FordGT90Concept said:


> $25k for a hunk of metal?


 
I might be making up information out of nothing, but maybe the hunk of metal costs less, and the $25K is the total cost for firing 1 projectile? That would sound reasonable to me, but the contracts for munitions and arms are hardly ever reasonable.


----------



## Sasqui (Apr 8, 2014)

FordGT90Concept said:


> $25k for a hunk of metal?  Seriously?  I smell an extremely lucrative contract for a corporation...



Well, at least they aren't firing toilet seats


----------



## Vario (Apr 10, 2014)

Given the last couple boondoggles the Navy has funded, this has a higher likelihood of success.


----------



## the54thvoid (Apr 10, 2014)

Sasqui said:


> the Navy's research chief said....potential enemies think twice about the economic viability of engaging U.S. forces."



Isn't madness such a sweet thing?  Who does the US (or *any* major power) fight these days apart from smaller 2-3rd world countries?  It's a fucking joke.  We'll develop these uber weapons so next time Azbookiragastan threatens it's neighbour (who we have a vested commercial interest in) we can intervene with weapons of ominous portent.

But if China or Russia or North Korea do illegal things to it's neighbours or it's own citizens we'll shake our 2 bit fingers at them.  

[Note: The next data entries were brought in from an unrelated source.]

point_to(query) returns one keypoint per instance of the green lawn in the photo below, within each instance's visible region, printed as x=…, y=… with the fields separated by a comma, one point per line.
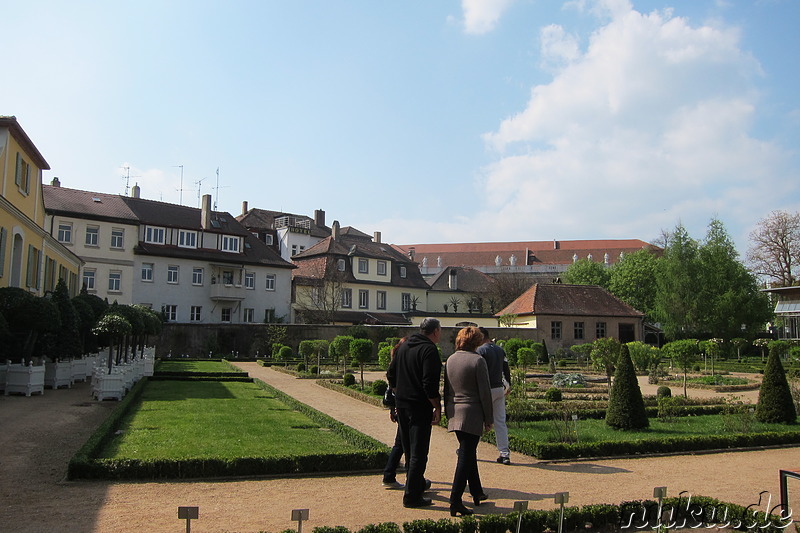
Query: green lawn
x=187, y=420
x=597, y=430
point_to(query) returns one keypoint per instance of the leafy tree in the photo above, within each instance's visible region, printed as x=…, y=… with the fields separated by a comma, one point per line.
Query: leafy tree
x=587, y=272
x=604, y=355
x=677, y=286
x=625, y=404
x=775, y=403
x=775, y=248
x=361, y=350
x=633, y=280
x=683, y=353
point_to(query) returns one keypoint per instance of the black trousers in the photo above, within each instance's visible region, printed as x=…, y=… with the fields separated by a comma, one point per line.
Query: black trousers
x=466, y=467
x=415, y=432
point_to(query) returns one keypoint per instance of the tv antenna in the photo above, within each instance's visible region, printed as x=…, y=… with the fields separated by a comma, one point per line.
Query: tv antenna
x=180, y=191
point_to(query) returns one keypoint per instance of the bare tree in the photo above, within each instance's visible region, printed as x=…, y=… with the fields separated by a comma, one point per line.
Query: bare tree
x=775, y=248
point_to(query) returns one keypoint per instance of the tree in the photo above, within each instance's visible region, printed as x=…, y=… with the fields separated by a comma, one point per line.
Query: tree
x=729, y=294
x=604, y=355
x=361, y=350
x=677, y=287
x=775, y=248
x=625, y=404
x=633, y=280
x=775, y=403
x=683, y=353
x=587, y=272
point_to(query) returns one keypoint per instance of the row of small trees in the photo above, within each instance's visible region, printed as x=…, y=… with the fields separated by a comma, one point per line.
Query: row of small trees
x=55, y=326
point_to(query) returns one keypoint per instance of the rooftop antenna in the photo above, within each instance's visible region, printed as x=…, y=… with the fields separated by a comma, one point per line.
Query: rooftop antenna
x=198, y=182
x=180, y=201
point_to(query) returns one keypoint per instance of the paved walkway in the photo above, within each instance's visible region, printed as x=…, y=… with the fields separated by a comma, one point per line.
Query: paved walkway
x=34, y=497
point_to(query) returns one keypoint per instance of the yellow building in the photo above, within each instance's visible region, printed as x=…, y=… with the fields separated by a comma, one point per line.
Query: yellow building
x=30, y=258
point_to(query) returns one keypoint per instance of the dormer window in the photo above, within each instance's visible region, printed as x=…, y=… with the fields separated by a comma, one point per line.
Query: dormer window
x=154, y=235
x=230, y=243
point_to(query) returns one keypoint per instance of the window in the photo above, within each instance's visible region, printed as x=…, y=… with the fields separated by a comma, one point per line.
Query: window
x=117, y=238
x=154, y=235
x=347, y=298
x=65, y=232
x=92, y=235
x=172, y=273
x=147, y=271
x=230, y=243
x=88, y=279
x=381, y=300
x=187, y=239
x=170, y=312
x=114, y=281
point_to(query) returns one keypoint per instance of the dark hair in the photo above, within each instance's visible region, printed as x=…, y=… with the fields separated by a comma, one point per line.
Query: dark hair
x=469, y=339
x=429, y=325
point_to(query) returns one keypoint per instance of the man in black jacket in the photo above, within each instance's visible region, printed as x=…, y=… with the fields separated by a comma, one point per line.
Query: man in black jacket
x=414, y=375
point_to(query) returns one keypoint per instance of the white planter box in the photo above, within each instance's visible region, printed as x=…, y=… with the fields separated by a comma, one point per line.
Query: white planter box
x=24, y=379
x=58, y=374
x=108, y=386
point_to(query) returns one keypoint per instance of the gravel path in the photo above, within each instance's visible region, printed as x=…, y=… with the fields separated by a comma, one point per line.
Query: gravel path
x=39, y=434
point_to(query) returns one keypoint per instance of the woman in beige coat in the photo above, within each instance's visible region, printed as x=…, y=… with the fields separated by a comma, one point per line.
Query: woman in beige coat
x=468, y=406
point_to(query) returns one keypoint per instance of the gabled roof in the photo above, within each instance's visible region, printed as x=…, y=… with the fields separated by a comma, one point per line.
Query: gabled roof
x=562, y=299
x=467, y=280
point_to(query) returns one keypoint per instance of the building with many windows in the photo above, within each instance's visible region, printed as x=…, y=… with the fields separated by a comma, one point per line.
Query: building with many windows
x=30, y=257
x=195, y=265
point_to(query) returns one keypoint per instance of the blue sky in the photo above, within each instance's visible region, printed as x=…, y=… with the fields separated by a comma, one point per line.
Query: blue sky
x=445, y=121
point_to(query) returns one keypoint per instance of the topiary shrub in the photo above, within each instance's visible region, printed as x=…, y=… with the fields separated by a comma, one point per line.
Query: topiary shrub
x=625, y=404
x=553, y=395
x=775, y=402
x=379, y=387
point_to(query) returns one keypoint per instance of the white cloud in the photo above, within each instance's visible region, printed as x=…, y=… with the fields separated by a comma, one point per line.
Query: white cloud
x=481, y=16
x=649, y=125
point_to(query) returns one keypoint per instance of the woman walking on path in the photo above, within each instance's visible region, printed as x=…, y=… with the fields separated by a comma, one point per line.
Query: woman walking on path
x=468, y=405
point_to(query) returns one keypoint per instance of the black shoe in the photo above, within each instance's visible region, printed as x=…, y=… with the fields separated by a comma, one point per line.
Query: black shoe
x=422, y=502
x=458, y=508
x=479, y=498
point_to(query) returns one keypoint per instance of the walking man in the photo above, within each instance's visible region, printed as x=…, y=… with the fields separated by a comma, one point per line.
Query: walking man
x=414, y=374
x=499, y=381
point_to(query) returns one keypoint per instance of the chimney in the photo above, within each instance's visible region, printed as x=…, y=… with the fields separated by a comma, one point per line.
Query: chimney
x=205, y=213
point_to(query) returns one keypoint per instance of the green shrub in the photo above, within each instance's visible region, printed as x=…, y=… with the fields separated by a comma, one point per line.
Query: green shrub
x=553, y=395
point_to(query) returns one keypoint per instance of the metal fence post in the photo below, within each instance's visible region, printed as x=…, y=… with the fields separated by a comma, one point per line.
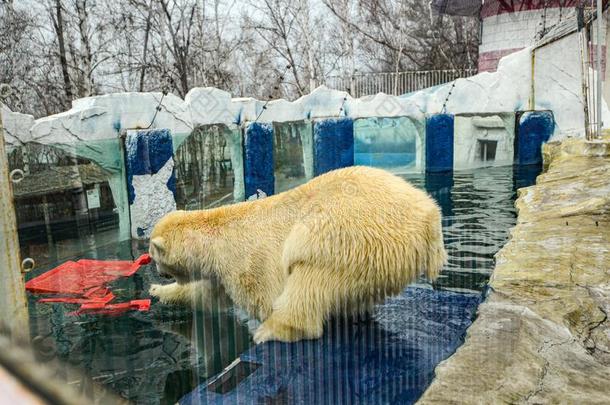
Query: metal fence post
x=13, y=303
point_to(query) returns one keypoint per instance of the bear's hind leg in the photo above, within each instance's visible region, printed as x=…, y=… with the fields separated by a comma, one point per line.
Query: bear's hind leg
x=300, y=311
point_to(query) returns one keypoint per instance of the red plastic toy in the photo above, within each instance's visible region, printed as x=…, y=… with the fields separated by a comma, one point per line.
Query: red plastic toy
x=84, y=282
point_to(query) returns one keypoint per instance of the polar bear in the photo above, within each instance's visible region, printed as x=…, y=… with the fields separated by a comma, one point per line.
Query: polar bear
x=336, y=245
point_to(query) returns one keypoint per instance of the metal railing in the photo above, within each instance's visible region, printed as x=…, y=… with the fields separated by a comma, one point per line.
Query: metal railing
x=396, y=83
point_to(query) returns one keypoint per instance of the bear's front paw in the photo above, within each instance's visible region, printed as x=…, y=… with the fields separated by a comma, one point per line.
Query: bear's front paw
x=165, y=293
x=155, y=290
x=263, y=334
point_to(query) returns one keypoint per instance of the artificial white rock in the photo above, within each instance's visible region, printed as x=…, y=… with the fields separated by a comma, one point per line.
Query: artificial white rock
x=16, y=127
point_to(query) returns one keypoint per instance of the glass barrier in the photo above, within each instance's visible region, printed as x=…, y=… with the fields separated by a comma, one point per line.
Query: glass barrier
x=292, y=153
x=209, y=169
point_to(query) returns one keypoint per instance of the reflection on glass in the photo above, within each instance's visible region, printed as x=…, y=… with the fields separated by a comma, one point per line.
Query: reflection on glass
x=205, y=176
x=64, y=203
x=389, y=143
x=292, y=153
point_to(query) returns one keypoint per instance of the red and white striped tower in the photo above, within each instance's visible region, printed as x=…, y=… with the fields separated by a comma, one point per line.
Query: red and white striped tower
x=510, y=25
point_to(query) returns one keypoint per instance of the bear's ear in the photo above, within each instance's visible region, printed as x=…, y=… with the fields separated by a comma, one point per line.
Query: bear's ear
x=159, y=244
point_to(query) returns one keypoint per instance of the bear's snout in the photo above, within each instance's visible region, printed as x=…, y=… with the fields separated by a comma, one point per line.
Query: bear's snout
x=162, y=271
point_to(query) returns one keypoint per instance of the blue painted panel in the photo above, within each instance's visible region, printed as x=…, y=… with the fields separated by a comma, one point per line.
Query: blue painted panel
x=387, y=359
x=439, y=143
x=385, y=142
x=147, y=152
x=535, y=128
x=333, y=144
x=258, y=159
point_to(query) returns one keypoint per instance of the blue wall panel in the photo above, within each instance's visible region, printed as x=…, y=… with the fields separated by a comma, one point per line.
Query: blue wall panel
x=258, y=159
x=534, y=129
x=333, y=144
x=147, y=152
x=439, y=143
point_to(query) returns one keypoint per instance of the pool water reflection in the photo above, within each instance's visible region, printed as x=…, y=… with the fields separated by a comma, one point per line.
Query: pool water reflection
x=162, y=355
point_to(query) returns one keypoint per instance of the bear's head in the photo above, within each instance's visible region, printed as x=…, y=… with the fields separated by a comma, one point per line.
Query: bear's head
x=172, y=246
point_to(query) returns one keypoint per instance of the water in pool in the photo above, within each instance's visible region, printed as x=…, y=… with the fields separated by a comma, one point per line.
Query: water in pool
x=163, y=355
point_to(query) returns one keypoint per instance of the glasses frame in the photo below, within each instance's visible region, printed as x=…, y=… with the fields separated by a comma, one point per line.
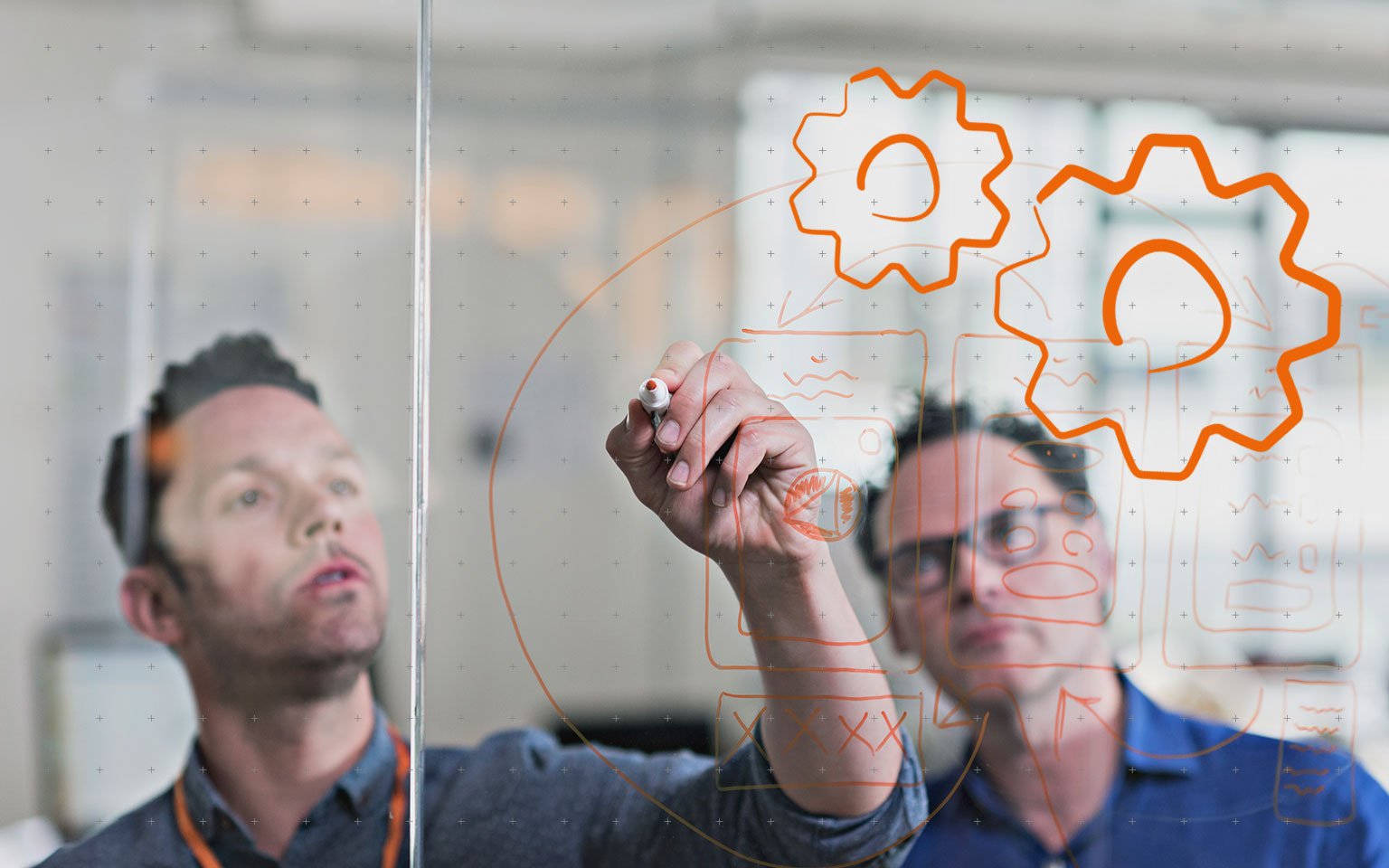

The day a nation develops a sleep cannon, I will rejoice.  Or a love gun.  Until then, all this posturing with super weapons is like taking a hard on into kindergarten.  It is an abomination of humanity.  Fuck war.


----------



## Vario (Apr 10, 2014)

the54thvoid said:


> Isn't madness such a sweet thing?  Who does the US (or *any* major power) fight these days apart from smaller 2-3rd world countries?  It's a fucking joke.  We'll develop these uber weapons so next time Azbookiragastan threatens it's neighbour (who we have a vested commercial interest in) we can intervene with weapons of ominous portent.
> 
> But if China or Russia or North Korea do illegal things to it's neighbours or it's own citizens we'll shake our 2 bit fingers at them.
> 
> The day a nation develops a sleep cannon, I will rejoice.  Or a love gun.  Until then, all this posturing with super weapons is like taking a hard on into kindergarten.  It is an abomination of humanity.  Fuck war.


Just crony capitalism, defense contractors fund US politicians who reward them with large contracts.


----------



## lilhasselhoffer (Apr 10, 2014)

So looking at this from a raw materials standpoint:

Copper: $3.08 per pound
Tungsten: $46.25 per kilo

Assuming that the cost of the projectile is about three times the cost of raw materials, we have (46.25*10)*3 = $1387.5.  Further, let's assume that cost of manufacturing is higher, let's shoot for 6 times raw material due to high precision requirements and rapid aging of the tooling (due to very tough materials).  We only have a cost of $2775.  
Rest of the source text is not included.